Can this be done without Invariance of Domain? I vaguely remember it, but I never got a good feel for it.
*Up to some type of isomorphism.
 A: If you could embed the torus in the sphere, then --- since the sphere and the torus are not homeomorphic --- you could embed the torus in the plane. Now consider a parallel and a meridian in the torus, their images in the plane, and remember Jordan's theorem in curves.
A: Since $S^1\times S^1 \ncong S^2$ this embedding is not surjective and therefore $S^1\times S^1$ embeds in the plane $\mathbb{R}^2$. So we have a subspace of the plane with fundamental group $\mathbb{Z}^2$, which is finitely generated but not free. This is a contradiction. See https://math.stackexchange.com/a/2643521/1016538.

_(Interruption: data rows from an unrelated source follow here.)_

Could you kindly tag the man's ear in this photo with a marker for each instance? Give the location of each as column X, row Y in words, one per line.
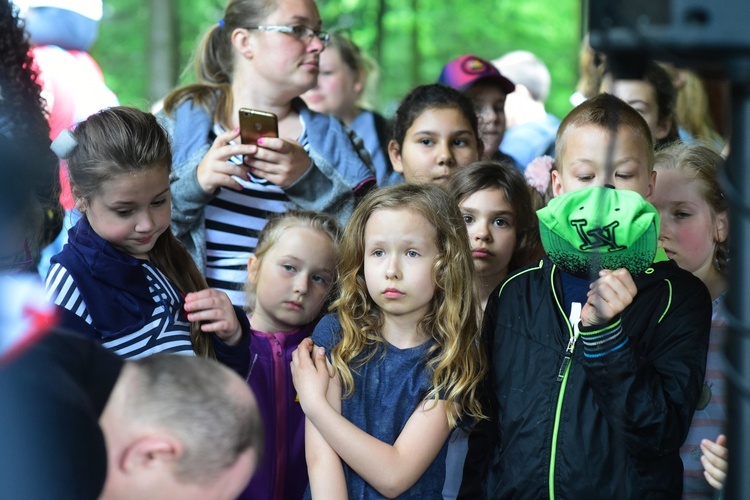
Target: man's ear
column 253, row 265
column 152, row 453
column 394, row 151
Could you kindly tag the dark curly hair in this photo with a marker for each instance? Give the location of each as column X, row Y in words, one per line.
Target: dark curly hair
column 23, row 118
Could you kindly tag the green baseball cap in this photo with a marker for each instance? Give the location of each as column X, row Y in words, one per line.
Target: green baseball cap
column 597, row 228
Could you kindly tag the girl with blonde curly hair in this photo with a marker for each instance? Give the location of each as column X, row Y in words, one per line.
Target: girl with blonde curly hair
column 403, row 350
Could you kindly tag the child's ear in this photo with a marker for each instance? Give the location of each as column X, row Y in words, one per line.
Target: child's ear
column 394, row 151
column 722, row 227
column 480, row 148
column 663, row 127
column 81, row 204
column 556, row 182
column 252, row 269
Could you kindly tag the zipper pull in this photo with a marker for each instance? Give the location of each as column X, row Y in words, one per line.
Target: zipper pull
column 566, row 360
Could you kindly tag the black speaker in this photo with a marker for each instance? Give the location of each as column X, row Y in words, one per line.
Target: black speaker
column 671, row 29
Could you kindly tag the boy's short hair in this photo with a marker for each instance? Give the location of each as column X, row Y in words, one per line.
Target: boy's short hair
column 607, row 112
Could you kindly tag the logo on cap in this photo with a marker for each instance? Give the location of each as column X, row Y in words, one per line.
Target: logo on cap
column 598, row 237
column 473, row 65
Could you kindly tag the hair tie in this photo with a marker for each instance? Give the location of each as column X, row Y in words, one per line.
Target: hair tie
column 64, row 144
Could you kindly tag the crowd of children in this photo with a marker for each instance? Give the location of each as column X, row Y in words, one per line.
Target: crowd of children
column 418, row 320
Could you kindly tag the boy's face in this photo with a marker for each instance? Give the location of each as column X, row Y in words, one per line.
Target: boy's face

A: It's enough to prove that $T^2$ does not embed in $\mathbb R^2.$ But $T^2$ isn't even immersed in $\mathbb R^2.$ For, if so, then for an immersion $f,$  one could find a boundary point $v$ in the image of $f$, (by the compactness of $f(T^2)$). Now, take a $u\in f^{-1}(v)$ and consider $f_*:T_u(T^2)\to T_v(\mathbb R^2).$ The matrix of $f_*$ is the Jacobian $\mathscr J$ of $f$ at the point $u$ (relative to some charts $(U,\varphi), (V,\psi)$ about $u,v,$ respectively). If $\mathscr J$ were invertible, then the inverse function theorem would show that $f$ is a diffeomorphism between some neighborhoods $u\in U'$ and $v\in V'$ in $T^2$ and $\mathbb R^2$, respectively. But this is not possible, because $v$ is a boundary point of $f(T^2).$
A: As already mentioned in other answers it is enough to show that the torus does not embedd in the plane.
Supposing otherwise, assume there is such an embedding
$$f:\mathbb T^2 \to \mathbb R^2.
$$
Choose a point $p$ in the torus such that $f(p)$ lies in the boundary of $f(\mathbb T^2)$, and let $D$ be a disk in $\mathbb T^2$ centered at $p$.  Clearly $f$ restricts to an embedding of $D$ in the plane.
The restriction of $f$ to the boundary of $D$ is therefore a Jordan curve, whose complement in $\mathbb R^2$ is the union of a bounded, connected open set $U$ and an unbounded one, as in the Jordan curve theorem.
Since $f(p)$ is not in the Jordan curve, it must be in $U$ but this contradicts the fact that $p$ lies in the boundary of the range of $f$.